China Launched Its First Solar Observation Satellite

China Launched Its First Solar Observation Satellite At 6:51 P.M. Beijing Time Thursday From The Taiyuan Satellite Launch Center

China launched its first solar observation satellite at 6:51 p.m. Beijing Time Thursday from the Taiyuan Satellite Launch Center. The satellite is equipped with China’s first solar telescope in space and will observe the deep-red H-Alpha line of the solar spectrum, enabling scientists to study solar flares. It is called the Chinese H-Alpha Solar Explorer, or CHASE. It also has a Chinese name, Xihe, which is the name of the sun goddess in ancient Chinese mythology. The satellite weighs 550 kilograms and has a design life of three years. Its orbit around the Earth will keep it in a fixed position relative to the sun, which it will observe, collect data and create solar images.

“It has ultra-high performance in direction pointing and maintaining stability,” said Chen Jianxin, chief commander of the CHASE satellite, who’s a researcher at the 8th Institute of China Aerospace Science and Technology Corporation. “Just like when we shoot, we have to aim well and also keep our hands and body still to hit the target,” he added. China has built a network of ground-based solar observatories. Experts say the launch of the new satellite marks the beginning of China’s exploration of the sun from space. The data will help scientists better understand solar flares, which often threaten satellite communication and navigation systems in space and on Earth.

Fang Cheng, an academician from the Chinese Academy of Sciences, said the launch of CHASE is “very important for ensuring the safety of spacecraft and astronauts.” “It helps us to avoid the solar flares and then we can complete our space researches safely. And on Earth, solar flares can also affect our satellite communication and navigation systems, having a serious impact on our lives,” he explained. Zhao Jian, director of the Earth Observation and Data Center of the China National Space Administration, said this new Chinese satellite will function differently from those launched by other countries.

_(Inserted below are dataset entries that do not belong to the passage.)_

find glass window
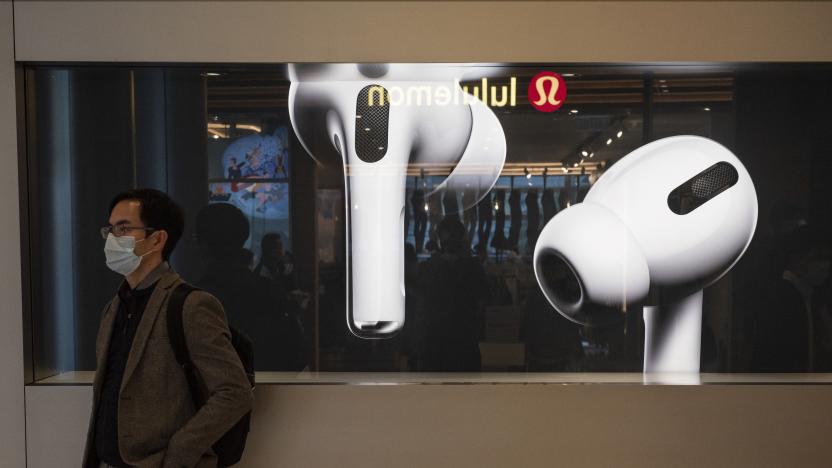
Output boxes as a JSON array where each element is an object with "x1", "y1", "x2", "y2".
[{"x1": 20, "y1": 63, "x2": 832, "y2": 381}]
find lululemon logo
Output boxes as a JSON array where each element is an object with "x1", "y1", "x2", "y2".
[{"x1": 528, "y1": 72, "x2": 567, "y2": 112}]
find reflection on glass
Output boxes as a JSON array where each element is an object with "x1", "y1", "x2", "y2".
[{"x1": 21, "y1": 63, "x2": 832, "y2": 380}]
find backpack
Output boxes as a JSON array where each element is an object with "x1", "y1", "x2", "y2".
[{"x1": 167, "y1": 283, "x2": 255, "y2": 467}]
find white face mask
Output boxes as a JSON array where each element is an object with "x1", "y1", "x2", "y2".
[{"x1": 104, "y1": 233, "x2": 153, "y2": 276}]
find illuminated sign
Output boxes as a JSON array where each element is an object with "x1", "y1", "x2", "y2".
[
  {"x1": 367, "y1": 78, "x2": 517, "y2": 108},
  {"x1": 366, "y1": 72, "x2": 569, "y2": 112},
  {"x1": 528, "y1": 71, "x2": 567, "y2": 112}
]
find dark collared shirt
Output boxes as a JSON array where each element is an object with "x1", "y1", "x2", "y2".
[{"x1": 95, "y1": 262, "x2": 170, "y2": 467}]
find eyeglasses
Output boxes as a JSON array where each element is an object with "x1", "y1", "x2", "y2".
[{"x1": 100, "y1": 225, "x2": 156, "y2": 239}]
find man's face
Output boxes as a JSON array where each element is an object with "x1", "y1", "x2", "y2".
[
  {"x1": 108, "y1": 200, "x2": 158, "y2": 257},
  {"x1": 263, "y1": 241, "x2": 282, "y2": 260}
]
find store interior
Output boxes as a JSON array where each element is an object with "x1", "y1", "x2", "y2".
[{"x1": 21, "y1": 63, "x2": 832, "y2": 381}]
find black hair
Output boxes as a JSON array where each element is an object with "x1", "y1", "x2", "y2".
[
  {"x1": 194, "y1": 203, "x2": 250, "y2": 260},
  {"x1": 437, "y1": 216, "x2": 468, "y2": 254},
  {"x1": 261, "y1": 232, "x2": 283, "y2": 251},
  {"x1": 108, "y1": 188, "x2": 185, "y2": 261}
]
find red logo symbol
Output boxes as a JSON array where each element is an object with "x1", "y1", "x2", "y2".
[{"x1": 528, "y1": 72, "x2": 567, "y2": 112}]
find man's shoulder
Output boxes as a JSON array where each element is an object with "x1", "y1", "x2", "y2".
[
  {"x1": 175, "y1": 286, "x2": 226, "y2": 322},
  {"x1": 184, "y1": 288, "x2": 223, "y2": 308}
]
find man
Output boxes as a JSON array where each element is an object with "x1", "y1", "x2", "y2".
[
  {"x1": 248, "y1": 231, "x2": 307, "y2": 371},
  {"x1": 253, "y1": 233, "x2": 296, "y2": 292},
  {"x1": 226, "y1": 157, "x2": 244, "y2": 180},
  {"x1": 192, "y1": 205, "x2": 298, "y2": 371},
  {"x1": 415, "y1": 216, "x2": 490, "y2": 371},
  {"x1": 750, "y1": 225, "x2": 831, "y2": 372},
  {"x1": 83, "y1": 189, "x2": 253, "y2": 468}
]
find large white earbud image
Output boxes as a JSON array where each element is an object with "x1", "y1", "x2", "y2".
[
  {"x1": 289, "y1": 64, "x2": 506, "y2": 338},
  {"x1": 533, "y1": 136, "x2": 757, "y2": 375}
]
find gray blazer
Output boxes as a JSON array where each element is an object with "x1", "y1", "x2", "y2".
[{"x1": 83, "y1": 271, "x2": 254, "y2": 468}]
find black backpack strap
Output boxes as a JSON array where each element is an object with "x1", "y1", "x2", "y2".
[{"x1": 166, "y1": 283, "x2": 202, "y2": 407}]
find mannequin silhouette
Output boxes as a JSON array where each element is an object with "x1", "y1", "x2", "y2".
[
  {"x1": 507, "y1": 189, "x2": 523, "y2": 251},
  {"x1": 526, "y1": 189, "x2": 541, "y2": 253},
  {"x1": 477, "y1": 192, "x2": 493, "y2": 248}
]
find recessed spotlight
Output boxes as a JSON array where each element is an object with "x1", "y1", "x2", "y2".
[
  {"x1": 617, "y1": 130, "x2": 623, "y2": 138},
  {"x1": 606, "y1": 138, "x2": 613, "y2": 145},
  {"x1": 704, "y1": 107, "x2": 711, "y2": 111}
]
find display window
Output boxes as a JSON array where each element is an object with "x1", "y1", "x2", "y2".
[{"x1": 20, "y1": 63, "x2": 832, "y2": 381}]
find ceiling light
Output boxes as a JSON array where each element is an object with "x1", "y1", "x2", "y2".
[
  {"x1": 617, "y1": 130, "x2": 623, "y2": 138},
  {"x1": 606, "y1": 138, "x2": 613, "y2": 145},
  {"x1": 236, "y1": 124, "x2": 262, "y2": 133}
]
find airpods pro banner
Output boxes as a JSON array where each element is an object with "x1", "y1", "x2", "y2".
[{"x1": 288, "y1": 63, "x2": 759, "y2": 377}]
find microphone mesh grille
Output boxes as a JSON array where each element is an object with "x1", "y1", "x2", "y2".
[
  {"x1": 668, "y1": 161, "x2": 739, "y2": 215},
  {"x1": 355, "y1": 85, "x2": 390, "y2": 163}
]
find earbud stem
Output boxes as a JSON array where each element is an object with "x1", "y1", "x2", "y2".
[
  {"x1": 643, "y1": 289, "x2": 703, "y2": 377},
  {"x1": 344, "y1": 163, "x2": 406, "y2": 338}
]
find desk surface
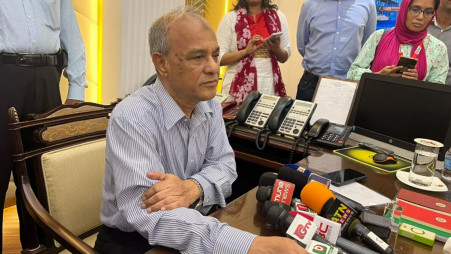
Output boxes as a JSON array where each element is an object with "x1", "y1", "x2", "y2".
[{"x1": 150, "y1": 131, "x2": 449, "y2": 254}]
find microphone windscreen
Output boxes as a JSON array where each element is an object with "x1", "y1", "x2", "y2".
[
  {"x1": 277, "y1": 167, "x2": 308, "y2": 197},
  {"x1": 262, "y1": 200, "x2": 291, "y2": 217},
  {"x1": 258, "y1": 172, "x2": 278, "y2": 187},
  {"x1": 300, "y1": 181, "x2": 335, "y2": 214},
  {"x1": 256, "y1": 186, "x2": 272, "y2": 202}
]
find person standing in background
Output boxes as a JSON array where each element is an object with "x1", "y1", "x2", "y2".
[
  {"x1": 347, "y1": 0, "x2": 448, "y2": 84},
  {"x1": 217, "y1": 0, "x2": 290, "y2": 103},
  {"x1": 296, "y1": 0, "x2": 377, "y2": 101},
  {"x1": 0, "y1": 0, "x2": 87, "y2": 252},
  {"x1": 429, "y1": 0, "x2": 451, "y2": 84}
]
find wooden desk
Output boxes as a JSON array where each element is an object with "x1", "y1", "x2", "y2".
[{"x1": 150, "y1": 128, "x2": 449, "y2": 253}]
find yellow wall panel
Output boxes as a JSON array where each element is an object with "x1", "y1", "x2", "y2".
[
  {"x1": 73, "y1": 0, "x2": 98, "y2": 22},
  {"x1": 62, "y1": 0, "x2": 100, "y2": 103}
]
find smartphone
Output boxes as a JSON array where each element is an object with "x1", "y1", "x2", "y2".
[
  {"x1": 396, "y1": 56, "x2": 417, "y2": 73},
  {"x1": 322, "y1": 168, "x2": 367, "y2": 186},
  {"x1": 269, "y1": 32, "x2": 283, "y2": 42}
]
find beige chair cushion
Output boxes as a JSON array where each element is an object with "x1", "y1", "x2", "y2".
[{"x1": 41, "y1": 139, "x2": 106, "y2": 247}]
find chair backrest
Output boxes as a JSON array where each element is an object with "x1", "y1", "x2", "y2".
[{"x1": 8, "y1": 102, "x2": 115, "y2": 253}]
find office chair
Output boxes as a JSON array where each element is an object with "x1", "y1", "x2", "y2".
[
  {"x1": 142, "y1": 73, "x2": 158, "y2": 86},
  {"x1": 8, "y1": 102, "x2": 115, "y2": 253}
]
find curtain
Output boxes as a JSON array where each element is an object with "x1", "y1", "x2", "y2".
[{"x1": 120, "y1": 0, "x2": 185, "y2": 96}]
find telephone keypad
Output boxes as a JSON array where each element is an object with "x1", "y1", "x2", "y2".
[
  {"x1": 278, "y1": 101, "x2": 316, "y2": 138},
  {"x1": 245, "y1": 96, "x2": 279, "y2": 128}
]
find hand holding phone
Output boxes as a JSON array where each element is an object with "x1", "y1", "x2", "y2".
[
  {"x1": 268, "y1": 32, "x2": 283, "y2": 42},
  {"x1": 396, "y1": 56, "x2": 417, "y2": 74}
]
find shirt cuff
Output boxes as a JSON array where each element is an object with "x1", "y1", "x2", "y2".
[
  {"x1": 67, "y1": 83, "x2": 86, "y2": 101},
  {"x1": 213, "y1": 226, "x2": 257, "y2": 254}
]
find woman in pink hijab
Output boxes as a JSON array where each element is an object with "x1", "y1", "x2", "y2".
[{"x1": 347, "y1": 0, "x2": 449, "y2": 84}]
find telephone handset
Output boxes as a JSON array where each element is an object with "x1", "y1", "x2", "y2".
[
  {"x1": 308, "y1": 118, "x2": 352, "y2": 148},
  {"x1": 308, "y1": 118, "x2": 330, "y2": 138},
  {"x1": 236, "y1": 91, "x2": 280, "y2": 129},
  {"x1": 268, "y1": 99, "x2": 317, "y2": 138}
]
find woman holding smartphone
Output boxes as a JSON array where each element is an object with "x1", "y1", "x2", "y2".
[
  {"x1": 347, "y1": 0, "x2": 448, "y2": 84},
  {"x1": 217, "y1": 0, "x2": 290, "y2": 103}
]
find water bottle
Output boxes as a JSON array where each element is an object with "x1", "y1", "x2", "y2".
[{"x1": 441, "y1": 148, "x2": 451, "y2": 182}]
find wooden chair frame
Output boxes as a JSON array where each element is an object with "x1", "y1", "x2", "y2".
[{"x1": 8, "y1": 102, "x2": 115, "y2": 254}]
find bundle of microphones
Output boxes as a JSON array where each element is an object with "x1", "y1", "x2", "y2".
[{"x1": 256, "y1": 167, "x2": 394, "y2": 254}]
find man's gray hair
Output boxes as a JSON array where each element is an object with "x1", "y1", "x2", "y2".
[{"x1": 148, "y1": 6, "x2": 204, "y2": 56}]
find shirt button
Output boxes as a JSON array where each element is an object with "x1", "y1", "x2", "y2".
[
  {"x1": 336, "y1": 32, "x2": 339, "y2": 34},
  {"x1": 338, "y1": 16, "x2": 341, "y2": 19},
  {"x1": 28, "y1": 16, "x2": 32, "y2": 19},
  {"x1": 190, "y1": 159, "x2": 194, "y2": 163},
  {"x1": 334, "y1": 47, "x2": 337, "y2": 50}
]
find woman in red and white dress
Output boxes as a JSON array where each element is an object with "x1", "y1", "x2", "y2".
[{"x1": 217, "y1": 0, "x2": 291, "y2": 103}]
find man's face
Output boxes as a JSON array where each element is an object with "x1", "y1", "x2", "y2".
[{"x1": 163, "y1": 16, "x2": 220, "y2": 105}]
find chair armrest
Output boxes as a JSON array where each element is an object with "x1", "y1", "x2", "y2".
[{"x1": 21, "y1": 174, "x2": 99, "y2": 254}]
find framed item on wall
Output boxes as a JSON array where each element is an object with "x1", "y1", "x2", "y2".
[{"x1": 376, "y1": 0, "x2": 402, "y2": 29}]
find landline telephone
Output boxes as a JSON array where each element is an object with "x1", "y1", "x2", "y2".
[
  {"x1": 267, "y1": 99, "x2": 316, "y2": 138},
  {"x1": 307, "y1": 118, "x2": 352, "y2": 148},
  {"x1": 235, "y1": 91, "x2": 280, "y2": 128}
]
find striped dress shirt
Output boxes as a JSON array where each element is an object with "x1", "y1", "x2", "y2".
[
  {"x1": 100, "y1": 79, "x2": 256, "y2": 253},
  {"x1": 0, "y1": 0, "x2": 87, "y2": 100}
]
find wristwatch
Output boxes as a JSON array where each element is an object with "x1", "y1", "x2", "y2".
[{"x1": 188, "y1": 178, "x2": 204, "y2": 210}]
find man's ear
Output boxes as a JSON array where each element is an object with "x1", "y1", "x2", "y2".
[{"x1": 152, "y1": 52, "x2": 168, "y2": 77}]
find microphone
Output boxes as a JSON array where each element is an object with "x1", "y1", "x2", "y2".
[
  {"x1": 262, "y1": 200, "x2": 291, "y2": 218},
  {"x1": 301, "y1": 181, "x2": 357, "y2": 232},
  {"x1": 283, "y1": 164, "x2": 312, "y2": 177},
  {"x1": 301, "y1": 182, "x2": 393, "y2": 254},
  {"x1": 347, "y1": 219, "x2": 393, "y2": 254},
  {"x1": 276, "y1": 167, "x2": 309, "y2": 197},
  {"x1": 268, "y1": 205, "x2": 379, "y2": 254},
  {"x1": 258, "y1": 172, "x2": 278, "y2": 186}
]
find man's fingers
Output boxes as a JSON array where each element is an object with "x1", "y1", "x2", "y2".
[{"x1": 146, "y1": 171, "x2": 166, "y2": 181}]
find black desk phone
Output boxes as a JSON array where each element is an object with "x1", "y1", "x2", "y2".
[
  {"x1": 267, "y1": 98, "x2": 316, "y2": 138},
  {"x1": 308, "y1": 118, "x2": 352, "y2": 148},
  {"x1": 235, "y1": 91, "x2": 281, "y2": 128}
]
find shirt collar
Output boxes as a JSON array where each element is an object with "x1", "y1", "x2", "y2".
[{"x1": 153, "y1": 78, "x2": 213, "y2": 130}]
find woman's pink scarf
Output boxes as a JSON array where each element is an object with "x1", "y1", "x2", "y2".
[
  {"x1": 230, "y1": 8, "x2": 286, "y2": 103},
  {"x1": 371, "y1": 0, "x2": 436, "y2": 80}
]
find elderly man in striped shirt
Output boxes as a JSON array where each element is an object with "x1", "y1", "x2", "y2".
[{"x1": 94, "y1": 6, "x2": 306, "y2": 254}]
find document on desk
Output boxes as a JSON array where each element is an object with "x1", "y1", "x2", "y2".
[
  {"x1": 311, "y1": 77, "x2": 358, "y2": 125},
  {"x1": 329, "y1": 182, "x2": 391, "y2": 207}
]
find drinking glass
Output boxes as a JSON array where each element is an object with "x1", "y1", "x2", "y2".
[{"x1": 409, "y1": 138, "x2": 443, "y2": 186}]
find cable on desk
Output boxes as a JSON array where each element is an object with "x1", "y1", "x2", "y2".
[
  {"x1": 255, "y1": 128, "x2": 271, "y2": 151},
  {"x1": 288, "y1": 137, "x2": 304, "y2": 164},
  {"x1": 225, "y1": 121, "x2": 239, "y2": 138}
]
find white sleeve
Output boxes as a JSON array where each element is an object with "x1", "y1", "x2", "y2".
[
  {"x1": 277, "y1": 10, "x2": 291, "y2": 58},
  {"x1": 217, "y1": 12, "x2": 236, "y2": 64}
]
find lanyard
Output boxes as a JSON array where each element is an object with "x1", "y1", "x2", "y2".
[{"x1": 399, "y1": 40, "x2": 424, "y2": 59}]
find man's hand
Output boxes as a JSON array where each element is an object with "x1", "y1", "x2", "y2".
[
  {"x1": 401, "y1": 68, "x2": 418, "y2": 80},
  {"x1": 248, "y1": 236, "x2": 307, "y2": 254},
  {"x1": 141, "y1": 172, "x2": 201, "y2": 212},
  {"x1": 64, "y1": 99, "x2": 83, "y2": 105},
  {"x1": 375, "y1": 65, "x2": 403, "y2": 77}
]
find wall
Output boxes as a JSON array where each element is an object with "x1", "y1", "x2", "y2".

“There are over 70 solar observation satellites launched by other countries. But the Chinese one is the first in the world to observe the H-Alpha spectrum of the sun, which reacts most strongly to solar flares,” he said. “We should make scientific policies to share the valuable data with scientists around the world. Then we’ll have a more comprehensive observation of the sun to benefit the development of human life and society,” he added. The satellite was sent into orbit by a Long March-2D carrier rocket, which also carried two microsatellites from the Asia-Pacific Space Cooperation Organization and another eight micro satellites for commercial use.